Court Opinion

ID: 9692988
Source: CourtListenerOpinion
Date Created: 2023-08-25 16:15:17.32881+00
Date Added: 2024-06-11T18:19:38.664999
License: Public Domain

HEFFERNAN, CHIEF JUSTICE
(concurring). I believe that Clappes’ and Osman’s confessions were involuntary. I write separately to voice my concern that the majority has incorrectly, or at least inconsis*246tently, articulated the test for voluntariness of a confession. See, majority opinion at pages 236, 245. In Wisconsin, the test for voluntariness of a confession has heretofore required a determination that the confession was voluntary under the totality of the circumstances. See, Turner v. State, 76 Wis. 2d 1, 18, 250 N.W.2d 706 (1977). This is to be determined by "a very careful balancing of the personal characteristics of the confessor with the pressures to which he was subjected in order to induce his statements.” State v. Wallace, 59 Wis. 2d 66, 81, 207 N.W.2d 855 (1973). Thus, the majority incorrectly states the test for voluntariness when it notes that voluntariness "depend[s] upon the presence or absence of actual coercive, or improper police practices...." Majority opinion at page 245.
I do not, however, conclude that a confession is necessarily inadmissible because the confession was not voluntary. What the majority attempts to say is that the confession was not coerced by police action. Hence, under Colorado v. Connelly, — U.S. — (December 10, 1986), it was admissible; but for this court or the United States Supreme Court to continue to use the term, "voluntary,” as a test for the admission of a confession is inappropriate if the test is police coercion simpliciter. The question of admissibility of a confession under our Goodchild proceeding (State ex rel. Goodchild v. Burke, 27 Wis. 2d 244, 133 N.W.2d 753 (1965)) will now be, by a showing, beyond a reasonable doubt, of the absence of state compulsion, rather than the proof of voluntariness. Voluntariness, however, continues to be an important factor to be raised at trial, because a confession that is "admissible” because not coerced or compelled by the state may *247nevertheless be so unreliable because involuntary that a jury could refuse to give it credence.

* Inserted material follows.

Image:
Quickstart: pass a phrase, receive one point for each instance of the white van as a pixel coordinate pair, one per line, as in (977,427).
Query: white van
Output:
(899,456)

While I concur in the result, it is clear that in its terminology the majority, like the United States Supreme Court, if not confusing apples and oranges, is confusing oranges and tangerines. What the court should acknowledge is that the confession, though involuntary, is nevertheless admissible because police coercion did not contribute in any way to its "involuntariness.” Colorado v. Connelly, — U.S. —, concurring opinion of Stevens, J.
Under the majority’s opinion, voluntariness is no longer the touchstone of admissibility. Nevertheless, I am of the opinion that the state can take such inappropriate advantage of a situation, not of its own creation, that nonaction by the police could be deemed coercive. From the facts of record, I do not believe that situation is present here.